Proponents of easy believism support the doctrine of “once saved, always saved”. Once you have accepted Christ, you can relax; you have bought your ticket to heaven and nothing can change your fate. 
However, both Paul and Jude warn of the danger of resting on our spiritual laurels as God afterwards destroyed those He had saved because of unbelief.

Lest we say these things do not apply to us but only to those living in Old Testament times, Paul expressly says that what happened to them should serve as a warning to us; it’s for our admonition (Jude 1:5  1    ;   1 Corinthians 10:1-11 2).

At the Mount of Olives, Jesus warned that false prophets will arise and deceive many, even the elect (as error is so skilled at imitating truth that the two are often being mistaken for each other). Only those who “endure to the end will be saved” (Matthew 24:13).

Indeed, deception coupled with ‘itching ears’ (2 Timothy 4:3) will spell doom for many. Didn’t Jesus warn that “the gate is wide and the way is easy that leads to destruction, and those who enter by it are many” (Matthew 7:13)?

Coming back to the original question: Once we're in God’s good books, will we always remain so? 

To answer that, it is better for us to go back to the Bible – back to the basics, back to the source, like the Berean believers 3 –  and search the scriptures for ourselves, rather than get it “second-hand” through a illustrious personality or teacher.

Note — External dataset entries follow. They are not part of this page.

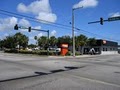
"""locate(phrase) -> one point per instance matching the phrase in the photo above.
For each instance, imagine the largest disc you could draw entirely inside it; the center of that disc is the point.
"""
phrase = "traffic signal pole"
(108, 20)
(16, 27)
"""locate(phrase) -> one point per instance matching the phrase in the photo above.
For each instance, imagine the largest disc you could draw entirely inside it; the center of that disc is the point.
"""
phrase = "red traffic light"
(29, 29)
(101, 21)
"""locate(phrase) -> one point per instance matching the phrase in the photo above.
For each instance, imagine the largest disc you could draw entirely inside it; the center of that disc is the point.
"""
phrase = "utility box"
(64, 49)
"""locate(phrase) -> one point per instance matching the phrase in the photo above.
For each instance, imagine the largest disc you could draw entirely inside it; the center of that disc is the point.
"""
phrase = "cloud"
(86, 3)
(53, 33)
(40, 8)
(37, 27)
(114, 14)
(7, 23)
(24, 22)
(46, 17)
(40, 34)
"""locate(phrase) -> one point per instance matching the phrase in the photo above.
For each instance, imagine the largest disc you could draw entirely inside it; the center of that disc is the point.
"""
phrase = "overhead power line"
(66, 27)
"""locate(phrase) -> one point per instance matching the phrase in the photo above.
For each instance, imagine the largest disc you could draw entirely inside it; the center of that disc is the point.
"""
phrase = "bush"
(37, 52)
(69, 53)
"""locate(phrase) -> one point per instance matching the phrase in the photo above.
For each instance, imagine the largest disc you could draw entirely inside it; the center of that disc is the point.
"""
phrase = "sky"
(56, 16)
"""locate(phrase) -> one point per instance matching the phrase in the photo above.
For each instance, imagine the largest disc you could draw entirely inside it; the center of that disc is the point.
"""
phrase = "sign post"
(114, 18)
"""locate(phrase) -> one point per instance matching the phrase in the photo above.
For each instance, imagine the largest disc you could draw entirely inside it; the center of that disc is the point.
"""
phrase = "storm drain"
(41, 73)
(117, 72)
(71, 67)
(56, 71)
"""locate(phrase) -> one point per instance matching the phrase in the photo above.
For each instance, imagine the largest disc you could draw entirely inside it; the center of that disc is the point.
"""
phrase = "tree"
(21, 40)
(9, 42)
(53, 41)
(1, 44)
(43, 42)
(91, 42)
(32, 46)
(80, 40)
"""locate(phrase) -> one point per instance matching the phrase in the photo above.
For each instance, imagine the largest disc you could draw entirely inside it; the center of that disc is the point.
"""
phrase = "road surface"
(27, 72)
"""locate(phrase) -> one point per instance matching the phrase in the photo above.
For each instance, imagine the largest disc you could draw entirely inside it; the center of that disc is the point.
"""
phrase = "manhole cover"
(117, 72)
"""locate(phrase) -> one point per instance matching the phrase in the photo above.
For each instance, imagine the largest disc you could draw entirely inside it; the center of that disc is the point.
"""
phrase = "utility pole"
(73, 36)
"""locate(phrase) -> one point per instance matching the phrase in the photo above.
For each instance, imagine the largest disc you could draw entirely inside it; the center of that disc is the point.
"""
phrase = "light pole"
(73, 36)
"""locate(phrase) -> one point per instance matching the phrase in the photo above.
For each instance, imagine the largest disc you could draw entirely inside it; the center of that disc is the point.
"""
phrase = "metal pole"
(48, 43)
(73, 38)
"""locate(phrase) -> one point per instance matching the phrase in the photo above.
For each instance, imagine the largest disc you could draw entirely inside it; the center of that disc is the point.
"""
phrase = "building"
(103, 47)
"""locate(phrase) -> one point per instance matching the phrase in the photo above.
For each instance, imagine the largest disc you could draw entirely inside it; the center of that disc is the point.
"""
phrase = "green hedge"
(37, 52)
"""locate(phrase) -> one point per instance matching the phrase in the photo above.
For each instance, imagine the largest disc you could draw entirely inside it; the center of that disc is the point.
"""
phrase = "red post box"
(64, 49)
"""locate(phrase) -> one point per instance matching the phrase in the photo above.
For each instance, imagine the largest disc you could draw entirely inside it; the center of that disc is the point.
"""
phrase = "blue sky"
(60, 12)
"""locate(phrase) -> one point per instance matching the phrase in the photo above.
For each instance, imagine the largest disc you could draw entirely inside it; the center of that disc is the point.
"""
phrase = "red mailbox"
(64, 49)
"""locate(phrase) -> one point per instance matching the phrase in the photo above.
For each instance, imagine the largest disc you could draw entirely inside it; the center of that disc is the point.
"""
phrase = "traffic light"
(29, 29)
(16, 27)
(101, 21)
(35, 37)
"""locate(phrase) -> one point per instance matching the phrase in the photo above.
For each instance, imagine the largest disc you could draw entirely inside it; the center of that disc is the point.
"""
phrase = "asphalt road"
(27, 72)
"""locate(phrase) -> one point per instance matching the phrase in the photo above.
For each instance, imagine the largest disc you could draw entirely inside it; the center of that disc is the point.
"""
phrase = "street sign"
(114, 18)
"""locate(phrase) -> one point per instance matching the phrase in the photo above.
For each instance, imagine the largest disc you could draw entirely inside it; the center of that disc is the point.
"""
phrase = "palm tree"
(91, 42)
(43, 41)
(21, 40)
(53, 41)
(80, 41)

For a more detailed coverage of this subject:
SAFE AND SECURE?
http://limpohann.blogspot.com/2013/01/save-and-secure.html

Footnotes:

1    “I wish to remind you, as you all know, that God, when once he had brought the people out from Egypt, afterward destroyed those who did not believe” (Jude 1:5).

2   “For I do not want you to be ignorant of the fact, brothers and sisters, that our ancestors were all under the cloud and that they all passed through the sea. They were all baptized into Moses in the cloud and in the sea. They all ate the same spiritual food and drank the same spiritual drink; for they drank from the spiritual rock that accompanied them, and that rock was Christ. Nevertheless, God was not pleased with most of them; their bodies were scattered in the wilderness.

Now these things occurred as examples to keep us from setting our hearts on evil things as they did. Do not be idolaters, as some of them were; as it is written: “The people sat down to eat and drink and got up to indulge in revelry.” We should not commit sexual immorality, as some of them did—and in one day twenty-three thousand of them died. We should not test Christ, as some of them did—and were killed by snakes. And do not grumble, as some of them did —and were killed by the destroying angel.

These things happened to them as examples and were written down as warnings for us, on whom the culmination of the ages has come” (1 Corinthians 10:1-11).

3  “And the people of Berea were more open-minded than those in Thessalonica, and they listened eagerly to Paul’s message. They searched the Scriptures day after day to see if Paul and Silas were teaching the truth” (Acts 17:11).

No matter how highly esteemed he is in the eyes of his followers, a respectable teacher worth his salt should have no fear in being probed by scripture.

If he is, in fact, teaching the truth, he should welcome such “cross-examination” because scripture then will validate his teaching.